At the beginning of the dynastic squabble between Lancaster and York there was no very strong association of the red rose with Lancaster or the white rose with York. The French chronicle, Traison et Mort, describes how Henry Bolingbroke – the future Henry IV, and first king of the House of Lancaster – had “rouge fleurs” decorating his pavilion at a joust in 1398. But when the ‘wars’ began in 1455, Henry VI, preferred a spotted panther, an antelope or ostrich feathers, to the red rose, and as far as we know his rival Richard, Duke of York, never used the white rose badge.

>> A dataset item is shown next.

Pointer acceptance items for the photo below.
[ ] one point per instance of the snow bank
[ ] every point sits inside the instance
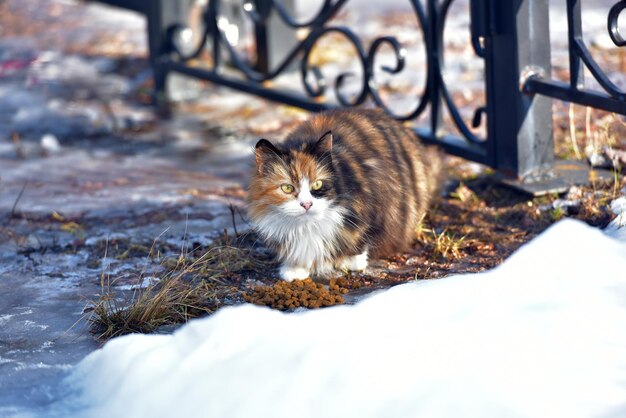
(542, 335)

York’s son, Edward IV, did, however, use the white rose prominently. It was believed to have been the badge of Edward’s ancestor, Roger Mortimer – the man who was supposedly Richard II’s ‘true’ heir, before his right was ‘usurped’ by Henry IV. As such it was a key symbol of the dynastic rights of the House of York – and a contrast to Henry IV’s rouge fleurs. Richard, Duke of York, may not have used the white rose simply because he was killed only weeks after he first laid claim to the throne.
At the height of the Lancastrian struggle with the House of York, the red rose appears again in a striking context. When the deposed Henry VI was re-adapted briefly as king in 1470, the Grocer’s Company in London ripped up the white roses they had planted for Edward IV, and replaced them with red ones as a mark of their loyalty to Henry VI. Henry VI’s half nephew, Henry Tudor, was then in London. He left within days and only returned in 1485, after having defeated Richard III at Bosworth.
It was now that Henry Tudor chose the red rose as his favoured badge. The religious symbolism was without doubt important to him. Henry Tudor regarded the Virgin Mary as his special protector. The red rose also represented Christ’s Passion – the five petals of the heraldic rose corresponding to the five wounds on Christ’s crucified body. And this too had special meaning for Henry. Twenty-four years later, when the dying king ordered thousands of Masses to be said for his soul, he asked for a quarter of them to be dedicated to the Five Wounds.
Yet Henry still might have chosen other religious symbols. He chose the red rose badge in the knowledge that he was to marry Elizabeth of York, the heir of the white rose dynasty. Within weeks of this marriage the royal mint had issued a coin featuring the double union rose, commonly termed the ‘Tudor rose’, in which the red petals of the Lancastrian rose, surround the white petals of the House of York. It became immensely popular with artists and poets, symbolising as it did, national healing after the civil wars.
Does the term ‘the Cousins’ war’ really have the same meaning or resonance? Does it even have any history predating the novels of Philippa Gregory? In what way is it more authentic than the Wars of the Roses? As royal houses intermarry, and as European nations were ruled by monarchies for most of their history, half the wars in Europe’s past could be described as ‘cousins’ wars’. The Wars of the Roses tells us rather more than that this was a dynastic struggle: it tells us something about the religious values of the past, about how the wars were remembered, and the national gratitude for peace when they ended. The Wars of the Roses seem to me a far more valuable term than the Cousins’ War, and not one to be carelessly replaced.